Decoder model with causal FNO support for generation tasks.

Examples:

Basic FNO transformer:

>>> import torch
>>> from spectrans.models.fno_transformer import FNOTransformer
>>> model = FNOTransformer(
...     hidden_dim=512,
...     num_layers=6,
...     modes=32,
...     max_sequence_length=1024
... )
>>> x = torch.randn(32, 100, 512)  # (batch, seq_len, dim)
>>> output = model(inputs_embeds=x)
>>> assert output.shape == x.shape

Using with token inputs and classification:

>>> model = FNOTransformer(
...     vocab_size=10000,
...     hidden_dim=512,
...     num_layers=6,
...     modes=16,
...     num_classes=10,
...     max_sequence_length=512
... )
>>> input_ids = torch.randint(0, 10000, (32, 100))
>>> logits = model(input_ids)
>>> assert logits.shape == (32, 10)

2D FNO for image-like sequence data:

>>> from spectrans.models.fno_transformer import FNOTransformer
>>> model = FNOTransformer(
...     hidden_dim=512,
...     num_layers=6,
...     modes=32,
...     use_2d=True,
...     spatial_dim=64,  # Sequence viewed as 64x64 spatial grid
...     max_sequence_length=4096
... )
Notes

Mathematical Foundation:

The FNO learns operators between function spaces through integral transforms:

\[ (K \ast v)(x) = \int k(x, y) v(y) dy \]

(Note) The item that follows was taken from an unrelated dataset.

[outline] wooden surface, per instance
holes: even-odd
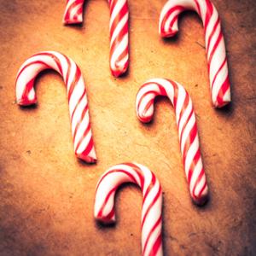
[[[130,69],[114,79],[107,1],[88,1],[83,26],[64,26],[64,0],[0,0],[0,255],[140,255],[138,188],[118,193],[114,227],[93,218],[100,175],[125,161],[147,166],[161,183],[166,255],[256,254],[255,1],[213,1],[232,85],[232,104],[223,110],[210,103],[200,18],[183,15],[179,36],[163,40],[158,20],[165,3],[129,1]],[[37,79],[36,108],[15,104],[20,66],[47,49],[66,54],[82,70],[96,165],[74,156],[66,88],[55,73]],[[189,198],[169,101],[157,102],[151,125],[137,119],[137,90],[154,77],[178,81],[192,97],[211,194],[205,207]]]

In the Fourier domain, convolution becomes multiplication:

\[ \mathcal{F}[K \ast v] = R_{\theta} \cdot \mathcal{F}[v] \]

Where \(R_{\theta}\) are learnable complex weights truncated to the lowest \(k\) frequency modes:

\[ R_{\theta} \in \mathbb{C}^{k \times d_{in} \times d_{out}} \]

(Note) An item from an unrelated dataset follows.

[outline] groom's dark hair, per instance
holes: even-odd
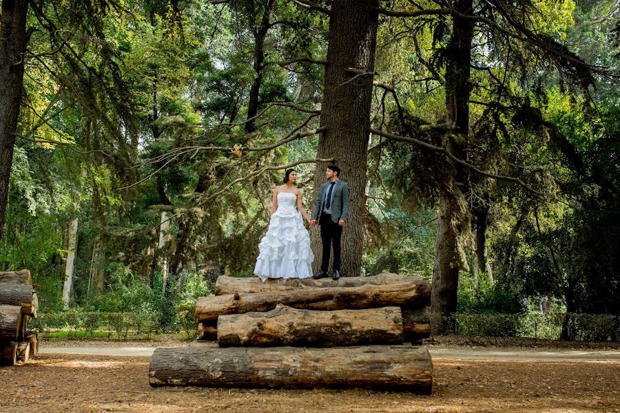
[[[336,173],[336,176],[340,178],[340,169],[336,165],[327,165],[327,169]]]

The spectral convolution is computed as:

  1. Forward FFT: \(\hat{v} = \mathcal{F}[v]\)
  2. Mode truncation: Keep only lowest \(k\) modes
  3. Complex multiplication: \(\hat{u}_k = R_{\theta,k} \cdot \hat{v}_k\)
  4. Inverse FFT: \(u = \mathcal{F}^{-1}[\hat{u}]\)

This achieves \(O(n \log n)\) complexity while learning global dependencies through the spectral parameterization.

References

Zongyi Li, Nikola Kovachki, Kamyar Azizzadenesheli, Burigede Liu, Kaushik Bhattacharya, Andrew Stuart, and Anima Anandkumar. 2021. Fourier neural operator for parametric partial differential equations. In Proceedings of the International Conference on Learning Representations (ICLR).

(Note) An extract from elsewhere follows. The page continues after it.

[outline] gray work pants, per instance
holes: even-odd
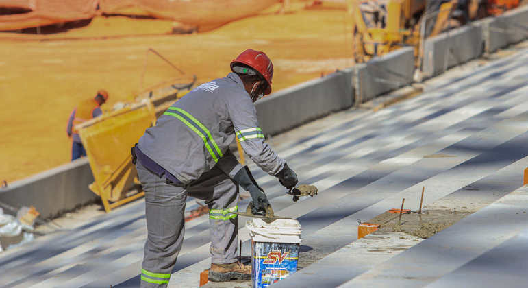
[[[238,186],[213,167],[186,187],[167,183],[138,161],[138,176],[145,192],[148,237],[141,270],[141,287],[166,287],[184,241],[187,196],[209,206],[211,262],[237,260]]]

John Guibas, Morteza Mardani, Zongyi Li, Andrew Tao, Anima Anandkumar, and Bryan Catanzaro. 2022. Adaptive Fourier neural operators: Efficient token mixers for transformers. In Proceedings of the International Conference on Learning Representations (ICLR).

See Also

spectrans.layers.operators.fno : Core FNO layer implementations. spectrans.transforms.fourier : FFT operations used by FNO.

Classes

FNOTransformer

FNOTransformer(vocab_size: int | None = None, hidden_dim: int = 512, num_layers: int = 6, max_sequence_length: int = 1024, modes: int = 32, mlp_ratio: float = 2.0, use_2d: bool = False, spatial_dim: int | None = None, num_classes: int | None = None, ffn_hidden_dim: int | None = None, dropout: float = 0.0, use_positional_encoding: bool = True, positional_encoding_type: PositionalEncodingType = 'sinusoidal', gradient_checkpointing: bool = False)

Bases: BaseModel

Fourier Neural Operator transformer model.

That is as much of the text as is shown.